Cloud Run cold start latency exceeded the 60-second HTTP load balancer timeout because the container image is large or the application initialization is slow.

## Version Compatibility

| Version | Status | Introduced | Deprecated |
|---------|--------|------------|------------|
| Cloud Run managed platform (gcloud CLI 450.0.0) | active | — | — |
| Cloud Run for Anthos 1.28 | active | — | — |
| Google Cloud SDK 450.0.0 | active | — | — |

## Workarounds

1. **Reduce container image size by using a slim base image (e.g., 'alpine' instead of 'ubuntu') and removing build dependencies.
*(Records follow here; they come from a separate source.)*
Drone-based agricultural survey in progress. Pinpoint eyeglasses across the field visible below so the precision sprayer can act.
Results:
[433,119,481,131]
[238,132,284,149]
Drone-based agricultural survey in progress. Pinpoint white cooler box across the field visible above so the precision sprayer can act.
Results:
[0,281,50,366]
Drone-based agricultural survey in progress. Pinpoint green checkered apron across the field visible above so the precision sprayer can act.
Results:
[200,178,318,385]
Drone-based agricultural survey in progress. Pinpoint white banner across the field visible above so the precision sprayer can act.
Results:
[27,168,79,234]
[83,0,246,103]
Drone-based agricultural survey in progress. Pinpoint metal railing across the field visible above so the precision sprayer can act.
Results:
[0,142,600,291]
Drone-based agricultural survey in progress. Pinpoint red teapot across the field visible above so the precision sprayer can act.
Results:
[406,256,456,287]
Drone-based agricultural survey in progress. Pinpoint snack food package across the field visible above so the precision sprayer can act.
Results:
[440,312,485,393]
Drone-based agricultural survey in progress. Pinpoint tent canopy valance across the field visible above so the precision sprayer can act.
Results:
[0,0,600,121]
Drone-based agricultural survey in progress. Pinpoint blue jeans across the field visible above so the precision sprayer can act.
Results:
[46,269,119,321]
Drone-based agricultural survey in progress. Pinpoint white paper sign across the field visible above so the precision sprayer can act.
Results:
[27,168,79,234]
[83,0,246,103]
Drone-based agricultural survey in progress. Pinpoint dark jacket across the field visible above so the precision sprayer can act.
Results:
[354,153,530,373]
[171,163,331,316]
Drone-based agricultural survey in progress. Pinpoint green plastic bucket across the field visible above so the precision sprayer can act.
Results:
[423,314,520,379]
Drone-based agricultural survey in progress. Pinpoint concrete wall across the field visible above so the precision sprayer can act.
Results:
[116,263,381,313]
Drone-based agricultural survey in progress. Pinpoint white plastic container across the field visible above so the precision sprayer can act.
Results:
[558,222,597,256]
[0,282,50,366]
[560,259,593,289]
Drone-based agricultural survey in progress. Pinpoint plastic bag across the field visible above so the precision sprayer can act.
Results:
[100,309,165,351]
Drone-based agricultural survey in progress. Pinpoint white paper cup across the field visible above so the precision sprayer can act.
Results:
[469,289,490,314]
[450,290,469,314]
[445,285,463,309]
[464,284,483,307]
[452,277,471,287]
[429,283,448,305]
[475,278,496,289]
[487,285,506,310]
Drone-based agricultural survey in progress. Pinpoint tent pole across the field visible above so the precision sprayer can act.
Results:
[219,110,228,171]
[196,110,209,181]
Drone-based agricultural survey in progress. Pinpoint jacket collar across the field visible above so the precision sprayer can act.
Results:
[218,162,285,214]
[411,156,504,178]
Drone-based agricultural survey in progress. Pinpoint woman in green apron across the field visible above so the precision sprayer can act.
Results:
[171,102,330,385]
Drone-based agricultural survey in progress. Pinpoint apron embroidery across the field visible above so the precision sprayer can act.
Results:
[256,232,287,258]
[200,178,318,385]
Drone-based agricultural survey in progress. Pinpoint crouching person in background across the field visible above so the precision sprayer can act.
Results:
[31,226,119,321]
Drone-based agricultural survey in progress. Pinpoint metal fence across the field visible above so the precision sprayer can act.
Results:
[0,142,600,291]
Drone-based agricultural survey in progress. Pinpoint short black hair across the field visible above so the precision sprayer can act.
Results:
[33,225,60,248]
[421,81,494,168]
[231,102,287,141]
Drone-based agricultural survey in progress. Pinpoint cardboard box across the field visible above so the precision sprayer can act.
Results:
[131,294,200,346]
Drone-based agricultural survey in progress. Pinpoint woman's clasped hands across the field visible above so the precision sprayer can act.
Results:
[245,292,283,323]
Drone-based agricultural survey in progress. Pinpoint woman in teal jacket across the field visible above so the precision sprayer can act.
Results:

For Node.js apps, run 'npm prune --production' before building the image.** (75% success)
   ```
   Reduce container image size by using a slim base image (e.g., 'alpine' instead of 'ubuntu') and removing build dependencies. For Node.js apps, run 'npm prune --production' before building the image.
   ```
2. **Enable min-instances for Cloud Run to keep at least one instance warm: 'gcloud run services update SERVICE --min-instances=1'. This eliminates cold starts for most requests.** (95% success)
   ```
   Enable min-instances for Cloud Run to keep at least one instance warm: 'gcloud run services update SERVICE --min-instances=1'. This eliminates cold starts for most requests.
   ```

## Dead Ends

- **** — Larger resources do not reduce cold start time; they only affect runtime performance. Cold start is dominated by image download and app startup. (95% fail)
- **** — Startup CPU boost only helps during the startup probe period, not the initial HTTP request timeout. The 504 occurs before the probe even begins. (80% fail)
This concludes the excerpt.